Sleeping under a tree isn't any warmer than being out in the open, but spruces give a lot of cover from rain and snow. I put down a pad of sacks to lie on, then I crawled in with my head toward the trunk. My backpack had the laptop and files in it. That became my pillow. The two remaining sacks became my blanket.
It wasn't even close to comfortable. I managed less than two hours of fitful sleeping before I decided to give up. I crawled out from under the tree leaving the sacks behind. What to do next?
I thought about a suicide attempt that landed me in the hospital for several days.
It was in January, and I was in high school. I had taken up cross country running, and decided to put it to good use. It was snowing and after dark when I decided to go for a run.
I ran for about seven miles (far enough to be tired), then headed for Birch Court. A friend from high school lived on that street. My thought was that someone who knew me would find me in the morning.
It made sense to fall and roll a couple of times before getting to my friend's house. In my mind, that would show anyone who looked that I had run too far and worn myself out. When I got to my friend's house, I fell down and lay in the snow covered street until I fell asleep.
Hypothermia and dehydration kept me in the hospital for three days.
It was thirty-two years later, and you could argue I had more reason for suicide now than I did then. But my mind was focused on getting through the night so a solution could be found. It's amazing how much is determined by our attitude at any given moment.
I had passed a horse barn on the way out of town. It was almost an hour's walk back, but I figured that might offer better options for sleeping.
Luck was with me when I got there because the door to the barn was unlocked. Unfortunately, there was no straw or hay in the loft, and every stall was occupied. The best I could do was a plastic lawn chair and a tarp. It kept me warm enough that I was able to get some broken sleep until just after five in the morning. Then I figured it would be better to leave than push my luck by being found in the barn.
I head back into town with a sudden, brilliant idea. Yea, real brilliant.
My new plan is to rent a car, drive as far south as I can, then cross the border into Mexico and wander in the barrens until I die or get a better idea. Isn't that a fantastic plan?
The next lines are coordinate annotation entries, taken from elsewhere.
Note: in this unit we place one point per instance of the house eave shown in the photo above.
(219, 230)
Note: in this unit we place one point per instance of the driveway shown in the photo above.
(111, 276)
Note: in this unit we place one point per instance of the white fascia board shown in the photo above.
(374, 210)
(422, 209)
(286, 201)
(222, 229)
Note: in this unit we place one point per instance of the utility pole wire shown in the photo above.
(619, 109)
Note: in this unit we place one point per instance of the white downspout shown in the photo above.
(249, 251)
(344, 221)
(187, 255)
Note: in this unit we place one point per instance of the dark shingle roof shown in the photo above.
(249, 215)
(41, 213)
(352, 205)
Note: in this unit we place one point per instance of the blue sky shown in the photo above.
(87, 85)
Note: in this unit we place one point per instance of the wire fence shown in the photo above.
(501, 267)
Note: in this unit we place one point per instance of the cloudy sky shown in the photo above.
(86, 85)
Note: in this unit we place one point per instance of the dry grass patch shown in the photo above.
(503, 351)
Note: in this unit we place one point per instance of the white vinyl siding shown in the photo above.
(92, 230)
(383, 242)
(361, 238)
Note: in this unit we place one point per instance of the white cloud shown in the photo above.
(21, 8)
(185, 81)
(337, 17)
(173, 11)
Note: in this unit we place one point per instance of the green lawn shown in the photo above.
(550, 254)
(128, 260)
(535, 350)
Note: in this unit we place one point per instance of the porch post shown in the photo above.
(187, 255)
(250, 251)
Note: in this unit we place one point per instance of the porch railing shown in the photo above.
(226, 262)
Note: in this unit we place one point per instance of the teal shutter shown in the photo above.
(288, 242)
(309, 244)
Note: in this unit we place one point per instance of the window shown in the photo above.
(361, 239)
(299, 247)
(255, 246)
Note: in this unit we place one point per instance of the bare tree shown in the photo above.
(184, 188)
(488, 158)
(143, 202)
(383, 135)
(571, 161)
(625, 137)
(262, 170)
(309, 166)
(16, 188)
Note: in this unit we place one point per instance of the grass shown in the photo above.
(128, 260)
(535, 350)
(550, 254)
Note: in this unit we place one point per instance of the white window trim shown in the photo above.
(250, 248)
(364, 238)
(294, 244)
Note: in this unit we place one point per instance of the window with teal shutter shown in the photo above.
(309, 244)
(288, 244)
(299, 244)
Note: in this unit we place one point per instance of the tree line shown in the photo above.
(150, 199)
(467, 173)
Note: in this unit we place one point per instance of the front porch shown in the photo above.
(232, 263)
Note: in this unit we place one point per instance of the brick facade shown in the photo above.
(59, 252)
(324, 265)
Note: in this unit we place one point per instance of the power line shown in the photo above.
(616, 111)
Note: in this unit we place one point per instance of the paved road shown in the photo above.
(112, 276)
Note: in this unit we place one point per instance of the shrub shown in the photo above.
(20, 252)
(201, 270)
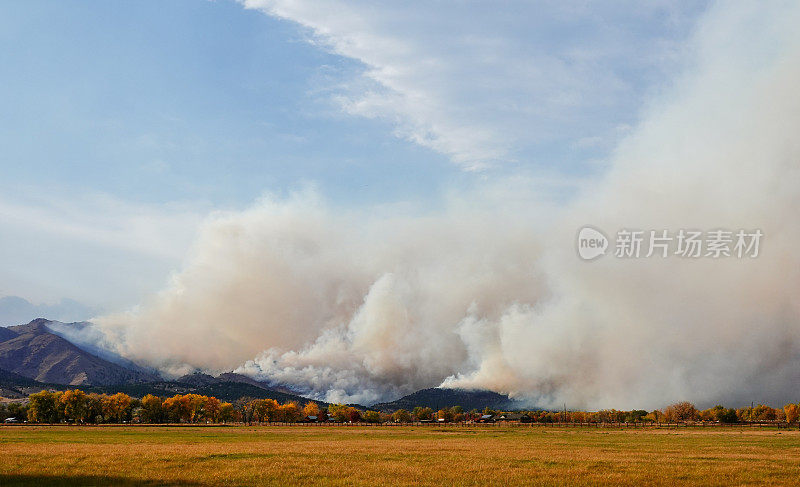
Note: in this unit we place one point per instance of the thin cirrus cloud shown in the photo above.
(485, 84)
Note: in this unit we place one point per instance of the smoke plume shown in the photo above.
(366, 305)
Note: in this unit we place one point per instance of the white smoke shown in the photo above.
(363, 306)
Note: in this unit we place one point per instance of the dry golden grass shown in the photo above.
(337, 455)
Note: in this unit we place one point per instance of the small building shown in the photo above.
(516, 417)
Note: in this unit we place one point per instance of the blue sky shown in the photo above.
(125, 123)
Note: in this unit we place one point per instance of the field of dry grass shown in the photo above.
(329, 455)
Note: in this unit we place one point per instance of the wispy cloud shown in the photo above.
(94, 248)
(492, 83)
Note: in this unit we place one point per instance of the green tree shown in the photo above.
(43, 407)
(152, 411)
(75, 403)
(401, 416)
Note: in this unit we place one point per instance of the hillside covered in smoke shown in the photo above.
(487, 291)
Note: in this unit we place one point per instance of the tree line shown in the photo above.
(76, 406)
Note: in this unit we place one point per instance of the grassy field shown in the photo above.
(328, 455)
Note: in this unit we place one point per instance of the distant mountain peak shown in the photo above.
(34, 351)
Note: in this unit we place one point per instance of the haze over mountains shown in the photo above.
(15, 310)
(49, 354)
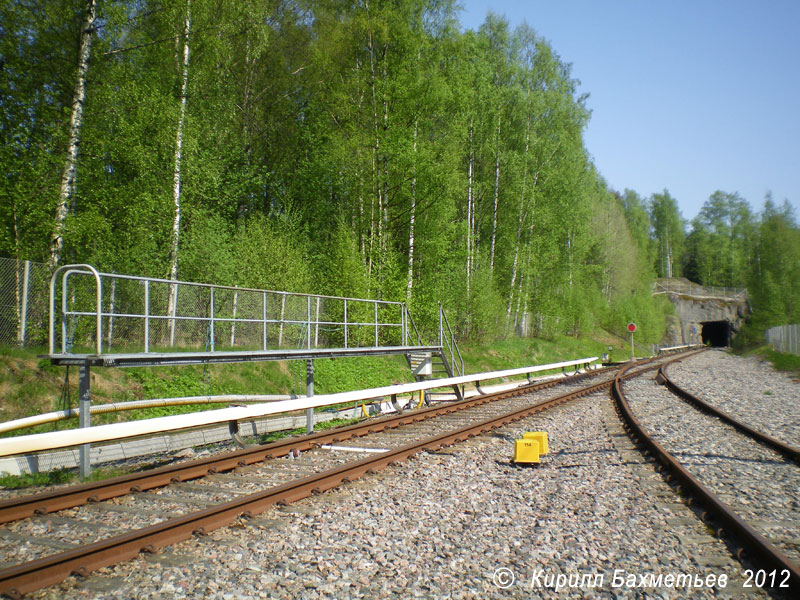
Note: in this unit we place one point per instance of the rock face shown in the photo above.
(704, 314)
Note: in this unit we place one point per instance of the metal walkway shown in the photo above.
(110, 320)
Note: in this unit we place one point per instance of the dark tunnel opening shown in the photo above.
(716, 333)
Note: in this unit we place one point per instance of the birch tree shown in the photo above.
(176, 177)
(66, 193)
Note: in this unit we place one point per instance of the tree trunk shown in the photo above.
(176, 175)
(496, 194)
(66, 193)
(520, 214)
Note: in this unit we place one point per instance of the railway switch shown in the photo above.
(541, 436)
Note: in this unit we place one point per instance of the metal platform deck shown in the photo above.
(153, 359)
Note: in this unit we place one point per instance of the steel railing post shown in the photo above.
(84, 417)
(309, 393)
(211, 325)
(264, 314)
(146, 315)
(441, 331)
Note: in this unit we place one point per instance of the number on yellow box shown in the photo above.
(541, 436)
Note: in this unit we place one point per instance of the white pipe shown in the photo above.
(100, 409)
(105, 433)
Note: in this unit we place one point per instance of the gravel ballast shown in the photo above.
(458, 524)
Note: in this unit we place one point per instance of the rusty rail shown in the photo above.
(24, 578)
(20, 508)
(761, 550)
(788, 451)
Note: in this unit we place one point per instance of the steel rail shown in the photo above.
(21, 579)
(47, 502)
(785, 449)
(761, 550)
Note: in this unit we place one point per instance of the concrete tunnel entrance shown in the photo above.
(716, 333)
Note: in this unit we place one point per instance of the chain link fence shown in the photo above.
(24, 291)
(785, 338)
(149, 315)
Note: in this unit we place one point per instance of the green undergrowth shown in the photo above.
(31, 386)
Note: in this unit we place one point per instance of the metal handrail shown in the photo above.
(410, 319)
(38, 442)
(223, 315)
(67, 270)
(451, 346)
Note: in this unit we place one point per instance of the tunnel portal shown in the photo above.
(716, 333)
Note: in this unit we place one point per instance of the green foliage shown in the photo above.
(362, 149)
(13, 482)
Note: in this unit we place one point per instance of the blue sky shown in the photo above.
(691, 97)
It didn't work out quite the way I had envisioned it. I got the car okay, even though it was the day before Thanksgiving. And I managed to drive all the way to Loredo, Texas.
There were a lot of stops along the way.
My usual routine is to drive straight through. Stops are based on needing gas. So gas, food, washroom, and stretching are normally worked into a single stop every six to eight hours. This time, there were stops before some bridges, after other bridges. You see, part of my plan was to just drive into a bridge. Most of them have those yellow barrels around the columns, but not all, and you don't have to drive straight into the columns to get the job done.
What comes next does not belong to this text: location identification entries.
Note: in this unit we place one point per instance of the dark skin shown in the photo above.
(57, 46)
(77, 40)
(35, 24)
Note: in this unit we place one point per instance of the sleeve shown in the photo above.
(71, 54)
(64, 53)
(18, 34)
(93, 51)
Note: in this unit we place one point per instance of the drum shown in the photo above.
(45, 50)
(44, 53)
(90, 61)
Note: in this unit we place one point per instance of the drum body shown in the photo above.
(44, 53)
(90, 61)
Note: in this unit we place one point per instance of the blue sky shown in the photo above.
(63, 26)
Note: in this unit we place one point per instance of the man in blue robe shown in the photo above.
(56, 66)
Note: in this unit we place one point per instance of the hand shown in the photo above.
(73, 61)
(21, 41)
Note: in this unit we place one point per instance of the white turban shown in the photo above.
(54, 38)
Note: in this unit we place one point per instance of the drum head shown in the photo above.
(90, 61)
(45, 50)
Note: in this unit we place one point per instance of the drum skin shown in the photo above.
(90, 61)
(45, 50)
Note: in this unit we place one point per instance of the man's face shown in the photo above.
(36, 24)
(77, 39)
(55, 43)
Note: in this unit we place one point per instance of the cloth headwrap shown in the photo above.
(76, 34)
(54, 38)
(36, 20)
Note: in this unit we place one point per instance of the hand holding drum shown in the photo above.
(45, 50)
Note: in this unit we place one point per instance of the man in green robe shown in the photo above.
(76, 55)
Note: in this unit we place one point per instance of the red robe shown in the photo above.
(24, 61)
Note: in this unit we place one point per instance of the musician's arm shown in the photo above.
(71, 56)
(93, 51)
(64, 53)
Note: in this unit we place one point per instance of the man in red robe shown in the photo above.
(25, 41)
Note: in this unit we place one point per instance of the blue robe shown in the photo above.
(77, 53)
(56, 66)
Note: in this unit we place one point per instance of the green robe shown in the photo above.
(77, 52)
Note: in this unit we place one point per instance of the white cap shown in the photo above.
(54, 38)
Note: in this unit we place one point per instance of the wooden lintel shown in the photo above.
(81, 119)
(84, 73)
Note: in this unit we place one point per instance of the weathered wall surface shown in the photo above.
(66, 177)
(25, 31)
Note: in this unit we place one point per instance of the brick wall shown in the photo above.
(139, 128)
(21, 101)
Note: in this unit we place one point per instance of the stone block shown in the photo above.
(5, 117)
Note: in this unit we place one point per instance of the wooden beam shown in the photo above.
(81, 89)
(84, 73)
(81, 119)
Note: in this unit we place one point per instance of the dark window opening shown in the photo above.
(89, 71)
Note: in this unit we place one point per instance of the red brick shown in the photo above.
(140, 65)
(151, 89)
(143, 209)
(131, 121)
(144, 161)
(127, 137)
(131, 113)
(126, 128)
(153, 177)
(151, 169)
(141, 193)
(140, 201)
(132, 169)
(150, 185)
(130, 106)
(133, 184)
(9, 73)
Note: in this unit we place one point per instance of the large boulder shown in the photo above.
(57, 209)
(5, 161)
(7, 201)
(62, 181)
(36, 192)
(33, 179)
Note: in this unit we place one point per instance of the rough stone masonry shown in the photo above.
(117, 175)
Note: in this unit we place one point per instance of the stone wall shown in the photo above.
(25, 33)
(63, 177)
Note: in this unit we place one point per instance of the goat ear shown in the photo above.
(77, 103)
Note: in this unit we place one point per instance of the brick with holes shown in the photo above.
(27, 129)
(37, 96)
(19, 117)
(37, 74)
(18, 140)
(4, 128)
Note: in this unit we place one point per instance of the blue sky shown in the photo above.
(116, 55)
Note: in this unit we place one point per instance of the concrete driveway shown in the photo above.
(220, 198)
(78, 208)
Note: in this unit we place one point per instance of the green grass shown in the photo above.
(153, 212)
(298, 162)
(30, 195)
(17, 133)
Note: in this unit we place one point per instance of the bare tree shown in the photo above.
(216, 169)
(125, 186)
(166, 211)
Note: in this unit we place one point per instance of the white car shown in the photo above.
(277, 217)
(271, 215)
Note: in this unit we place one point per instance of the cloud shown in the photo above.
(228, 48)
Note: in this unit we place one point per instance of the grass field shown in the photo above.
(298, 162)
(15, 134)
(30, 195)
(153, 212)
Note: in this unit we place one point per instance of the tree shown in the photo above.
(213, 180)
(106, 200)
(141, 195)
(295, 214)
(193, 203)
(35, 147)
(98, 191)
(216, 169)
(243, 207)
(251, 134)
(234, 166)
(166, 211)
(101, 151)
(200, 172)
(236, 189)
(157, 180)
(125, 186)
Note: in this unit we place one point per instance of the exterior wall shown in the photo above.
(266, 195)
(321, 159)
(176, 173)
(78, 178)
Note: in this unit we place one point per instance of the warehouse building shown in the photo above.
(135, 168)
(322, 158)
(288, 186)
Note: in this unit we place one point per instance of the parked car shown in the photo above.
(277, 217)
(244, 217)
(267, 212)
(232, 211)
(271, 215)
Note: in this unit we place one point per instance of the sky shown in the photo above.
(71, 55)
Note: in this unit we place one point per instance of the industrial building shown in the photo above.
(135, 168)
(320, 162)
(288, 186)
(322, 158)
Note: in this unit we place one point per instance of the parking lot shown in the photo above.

That's why there were extra stops. I'd see a bridge and start speeding up, then I'd think about what it means to give up. Giving up and killing myself means all the people who called me worthless get to be right. It means there's no chance to set the record straight, or prove anybody wrong. It certainly means the pain stops, but it also means the game is over. Do not pass Go, do not collect two hundred dollars.
Every time I stopped I got out and walked around. I yelled, screamed, swore, cursed, ranted at God, complained about how unfair everything was, and even pounded the hood of the car. Lucky for me I didn't dent the thing. Basically I had two days of temper tantrums while driving to Loredo. Not my best moments.
It did, however, get better when I got to Loredo.